A pivot point and its support and resistance levels are often reversal points for the direction of the market. In a bull market, the pivot point and the resistance levels may be thought of as a ceiling price above which the buyers are scared away from the market. In a bearish session, a pivot point and its support levels may signify a bottoming out or a shying away from further selling.

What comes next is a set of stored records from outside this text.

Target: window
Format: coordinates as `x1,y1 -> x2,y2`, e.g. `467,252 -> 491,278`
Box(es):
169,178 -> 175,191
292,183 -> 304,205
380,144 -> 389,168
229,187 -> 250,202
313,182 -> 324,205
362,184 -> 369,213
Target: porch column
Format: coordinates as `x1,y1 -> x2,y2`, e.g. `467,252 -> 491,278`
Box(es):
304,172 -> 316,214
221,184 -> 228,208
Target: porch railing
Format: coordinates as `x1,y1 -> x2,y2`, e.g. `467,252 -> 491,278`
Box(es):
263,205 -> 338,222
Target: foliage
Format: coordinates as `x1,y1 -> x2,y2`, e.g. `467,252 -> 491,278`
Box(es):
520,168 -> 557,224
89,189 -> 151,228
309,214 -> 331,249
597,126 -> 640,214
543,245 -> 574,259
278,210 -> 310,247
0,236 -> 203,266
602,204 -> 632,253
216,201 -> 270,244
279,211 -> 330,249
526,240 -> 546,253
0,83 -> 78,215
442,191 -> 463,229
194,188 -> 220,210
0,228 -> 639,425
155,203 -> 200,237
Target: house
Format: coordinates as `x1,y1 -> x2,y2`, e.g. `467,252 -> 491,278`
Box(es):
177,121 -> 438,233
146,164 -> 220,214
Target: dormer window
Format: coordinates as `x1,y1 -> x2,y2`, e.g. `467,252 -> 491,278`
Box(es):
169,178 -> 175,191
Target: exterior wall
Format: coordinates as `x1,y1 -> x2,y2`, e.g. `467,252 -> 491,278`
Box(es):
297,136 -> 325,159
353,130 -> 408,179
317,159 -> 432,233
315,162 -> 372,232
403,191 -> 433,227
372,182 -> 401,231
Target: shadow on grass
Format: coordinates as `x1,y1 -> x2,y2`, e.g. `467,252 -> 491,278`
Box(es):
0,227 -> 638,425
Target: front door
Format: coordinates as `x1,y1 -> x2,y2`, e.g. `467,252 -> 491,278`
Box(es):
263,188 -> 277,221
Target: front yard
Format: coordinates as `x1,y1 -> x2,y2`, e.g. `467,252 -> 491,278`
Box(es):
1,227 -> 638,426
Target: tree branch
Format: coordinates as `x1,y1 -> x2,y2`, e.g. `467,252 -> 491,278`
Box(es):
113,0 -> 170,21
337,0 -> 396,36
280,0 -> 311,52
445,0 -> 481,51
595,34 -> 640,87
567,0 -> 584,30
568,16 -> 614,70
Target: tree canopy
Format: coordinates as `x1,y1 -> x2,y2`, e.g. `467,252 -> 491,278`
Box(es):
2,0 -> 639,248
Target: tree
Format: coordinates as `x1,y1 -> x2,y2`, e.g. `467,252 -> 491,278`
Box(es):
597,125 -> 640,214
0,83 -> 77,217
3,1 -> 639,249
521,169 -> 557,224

**Types of Pivot Points.**

Generally, you´ll see 4 different types of pivot points quoted, that are calculated in slightly different ways. They are: the Standard, the Woodie, the Camarilla and the Fibonacci.

**Standard Pivot Points**

Standard pivot points are calculated using the previous day’s high, low, and closing price, using the following formulae (just in case there are any egg heads out there!). They are a straight average and measure of the highs and lows of the previous day :

PP = (YHigh + YLow + YClose) / 3

S1 = (PP * 2) – YHigh

S2 = PP – (YHigh – YLow)

S3 = (2 * PP) – ((2 * YHigh) – YLow)

R1 = (PP * 2) – YLow

R2 = PP + (YHigh – YLow)

R3 = (2 * PP) + (YHigh – (2 * YLow))

**Woodie Pivot Points**

The Woodie’s Pivot Point is calculated using the current session’s open price as well.

R4 = R3 + range

R3 = H + 2 * (PP – L) (same as: R1 + range)

R2 = PP + range

R1 = (2 * PP) – LOW

PP = (HIGH + LOW + (TODAY’S OPEN * 2)) / 4

S1 = (2 * PP) – HIGH

S2 = PP – range

S3 = L – 2 * (H – PP) (same as: S1 – range)

S4 = S3 – range

(Range is the High minus the Low for the session (usually daily).

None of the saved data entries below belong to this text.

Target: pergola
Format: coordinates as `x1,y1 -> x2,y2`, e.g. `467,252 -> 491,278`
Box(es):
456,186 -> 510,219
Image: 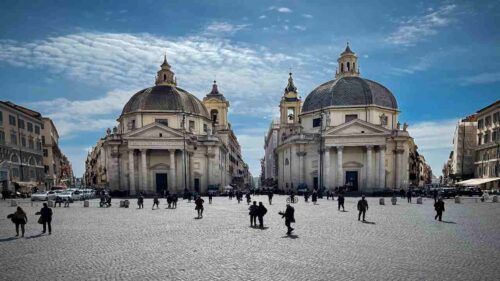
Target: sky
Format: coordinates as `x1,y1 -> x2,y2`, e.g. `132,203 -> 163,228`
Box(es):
0,0 -> 499,179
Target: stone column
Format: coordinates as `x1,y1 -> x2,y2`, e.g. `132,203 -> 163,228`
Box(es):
395,148 -> 402,189
379,146 -> 386,188
128,149 -> 135,195
169,149 -> 176,191
337,146 -> 343,187
141,149 -> 147,191
324,147 -> 330,189
366,145 -> 373,189
206,151 -> 211,187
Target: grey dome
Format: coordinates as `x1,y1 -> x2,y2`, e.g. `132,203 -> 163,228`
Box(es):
122,85 -> 209,118
302,77 -> 398,112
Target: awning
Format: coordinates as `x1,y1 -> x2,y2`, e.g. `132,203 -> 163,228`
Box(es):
456,177 -> 500,186
223,185 -> 233,190
13,181 -> 39,187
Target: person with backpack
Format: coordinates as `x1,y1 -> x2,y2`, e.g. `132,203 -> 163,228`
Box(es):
257,202 -> 267,229
8,206 -> 28,237
248,201 -> 258,227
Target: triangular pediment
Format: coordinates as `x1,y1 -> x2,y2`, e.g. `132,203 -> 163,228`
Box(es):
324,119 -> 390,136
124,123 -> 184,139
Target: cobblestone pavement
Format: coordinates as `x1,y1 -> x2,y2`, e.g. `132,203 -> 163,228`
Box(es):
0,195 -> 499,281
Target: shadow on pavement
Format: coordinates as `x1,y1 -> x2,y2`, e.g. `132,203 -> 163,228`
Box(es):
440,221 -> 456,224
0,237 -> 18,243
281,234 -> 299,239
362,221 -> 376,225
25,233 -> 44,239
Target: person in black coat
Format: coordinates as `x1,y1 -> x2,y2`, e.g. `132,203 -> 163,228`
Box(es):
407,189 -> 412,203
338,192 -> 345,211
434,198 -> 445,221
208,192 -> 213,204
36,203 -> 53,234
257,202 -> 267,229
137,193 -> 144,209
279,204 -> 295,235
357,195 -> 369,221
311,190 -> 318,204
267,191 -> 273,205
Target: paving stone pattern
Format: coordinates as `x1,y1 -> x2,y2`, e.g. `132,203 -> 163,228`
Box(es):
0,196 -> 499,281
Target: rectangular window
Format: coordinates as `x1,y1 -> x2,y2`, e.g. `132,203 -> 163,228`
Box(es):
28,138 -> 34,149
10,132 -> 17,145
21,136 -> 26,147
41,136 -> 45,145
27,122 -> 33,132
345,114 -> 358,123
131,120 -> 136,130
0,110 -> 3,125
493,112 -> 499,123
9,115 -> 16,126
478,134 -> 482,145
287,108 -> 295,124
12,168 -> 19,178
189,120 -> 195,132
18,119 -> 25,129
478,119 -> 484,129
37,140 -> 42,151
312,118 -> 321,128
0,131 -> 4,144
155,119 -> 169,127
43,149 -> 48,157
203,123 -> 208,132
35,125 -> 40,134
484,132 -> 490,144
44,165 -> 49,173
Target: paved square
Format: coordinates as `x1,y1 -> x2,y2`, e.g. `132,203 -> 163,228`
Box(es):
0,196 -> 499,281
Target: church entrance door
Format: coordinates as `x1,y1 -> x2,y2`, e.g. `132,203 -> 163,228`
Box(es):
156,173 -> 168,194
345,171 -> 358,191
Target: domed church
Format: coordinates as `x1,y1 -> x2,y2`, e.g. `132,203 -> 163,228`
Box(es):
85,55 -> 251,195
267,44 -> 418,193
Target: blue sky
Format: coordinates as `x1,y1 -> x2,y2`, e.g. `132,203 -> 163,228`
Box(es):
0,0 -> 499,178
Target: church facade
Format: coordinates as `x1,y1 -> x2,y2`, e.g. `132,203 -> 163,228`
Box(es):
266,44 -> 422,193
84,55 -> 250,195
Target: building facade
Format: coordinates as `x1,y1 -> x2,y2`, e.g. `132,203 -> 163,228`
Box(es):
449,116 -> 478,182
474,100 -> 499,186
268,44 -> 423,193
263,118 -> 279,182
84,55 -> 250,195
0,101 -> 45,192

**Camarilla Pivot Points**

Camarilla pivot points use a more complicated method of calculation to generate a set of 8 levels of support and resistance and no middle point. They are used frequently in automated Forex trading – so often are a self fulfilling prophecy as autotraders buy in and load off positions.

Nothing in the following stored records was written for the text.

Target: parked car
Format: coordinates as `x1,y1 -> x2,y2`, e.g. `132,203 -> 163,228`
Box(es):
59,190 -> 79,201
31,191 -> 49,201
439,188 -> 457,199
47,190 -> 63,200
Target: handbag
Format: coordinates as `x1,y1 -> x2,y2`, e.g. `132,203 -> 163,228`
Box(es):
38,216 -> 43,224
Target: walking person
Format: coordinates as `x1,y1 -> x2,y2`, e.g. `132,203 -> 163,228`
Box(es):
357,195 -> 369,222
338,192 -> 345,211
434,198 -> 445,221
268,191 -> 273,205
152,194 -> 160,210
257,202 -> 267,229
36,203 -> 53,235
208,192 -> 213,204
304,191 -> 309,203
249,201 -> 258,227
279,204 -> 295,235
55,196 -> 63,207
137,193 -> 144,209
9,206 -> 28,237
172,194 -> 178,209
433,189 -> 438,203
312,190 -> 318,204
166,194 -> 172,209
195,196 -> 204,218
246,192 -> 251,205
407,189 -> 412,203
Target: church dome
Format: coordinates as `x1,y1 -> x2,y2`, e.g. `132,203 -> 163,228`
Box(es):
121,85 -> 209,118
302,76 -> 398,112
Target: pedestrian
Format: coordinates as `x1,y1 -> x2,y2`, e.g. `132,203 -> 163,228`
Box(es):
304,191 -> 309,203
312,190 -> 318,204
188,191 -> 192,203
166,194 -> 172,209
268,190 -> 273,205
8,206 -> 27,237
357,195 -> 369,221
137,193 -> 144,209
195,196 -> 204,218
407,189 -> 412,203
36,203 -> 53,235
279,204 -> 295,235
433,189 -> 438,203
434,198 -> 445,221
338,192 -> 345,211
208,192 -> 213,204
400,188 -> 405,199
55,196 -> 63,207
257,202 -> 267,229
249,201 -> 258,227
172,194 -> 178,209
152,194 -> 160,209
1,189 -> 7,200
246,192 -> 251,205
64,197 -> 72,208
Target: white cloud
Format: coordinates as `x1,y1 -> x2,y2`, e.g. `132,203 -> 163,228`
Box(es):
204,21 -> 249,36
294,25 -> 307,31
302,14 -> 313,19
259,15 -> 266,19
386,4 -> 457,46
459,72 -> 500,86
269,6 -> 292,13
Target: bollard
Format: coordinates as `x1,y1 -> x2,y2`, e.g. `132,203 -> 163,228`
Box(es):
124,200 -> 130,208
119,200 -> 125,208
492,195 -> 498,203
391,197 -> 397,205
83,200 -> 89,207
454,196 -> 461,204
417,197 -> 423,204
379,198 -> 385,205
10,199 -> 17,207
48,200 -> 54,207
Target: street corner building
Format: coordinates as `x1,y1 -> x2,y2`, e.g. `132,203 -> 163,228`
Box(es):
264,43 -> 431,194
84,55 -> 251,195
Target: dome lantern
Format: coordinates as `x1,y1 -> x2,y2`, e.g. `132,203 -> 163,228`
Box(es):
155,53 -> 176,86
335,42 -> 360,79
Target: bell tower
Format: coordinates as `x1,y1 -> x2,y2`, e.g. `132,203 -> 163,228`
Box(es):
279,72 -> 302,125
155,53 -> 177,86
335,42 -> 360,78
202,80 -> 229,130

Camarilla Pivot Points are calculated as follows:

R4 = C + range* 1.1/2

R3 = C + range* 1.1/4

R2 = C + range* 1.1/6

R1 = C + range* 1.1/12

PP = (HIGH + LOW + CLOSE) / 3

S1 = C – range* 1.1/12

S2 = C – range* 1.1/6

S3 = C – range* 1.1/4

S4 = C – range* 1.1/2

**Fibonacci Pivot Points**

Fibonacci pivot points are based on calculations based on Fibonacci levels. A Fibonacci sequence is a sequence of numbers where each number is the sum of the previous two, so 1,1,2,3,5,8,13 would be a fibonacci sequence. You get Fibonacci sequence all over the place in nature (the original conundrum that Fibonacci investigated in 1202) was how fast rabbits could breed in a perfect world). Many gamblers uses Fibonacci systems at casinos, and…yep- they make a big showing in the trading world as well.

They are pretty complicated and time consuming to calculate. We´d recommend doing it manually once, to understand the theory, and then use a service that generates them.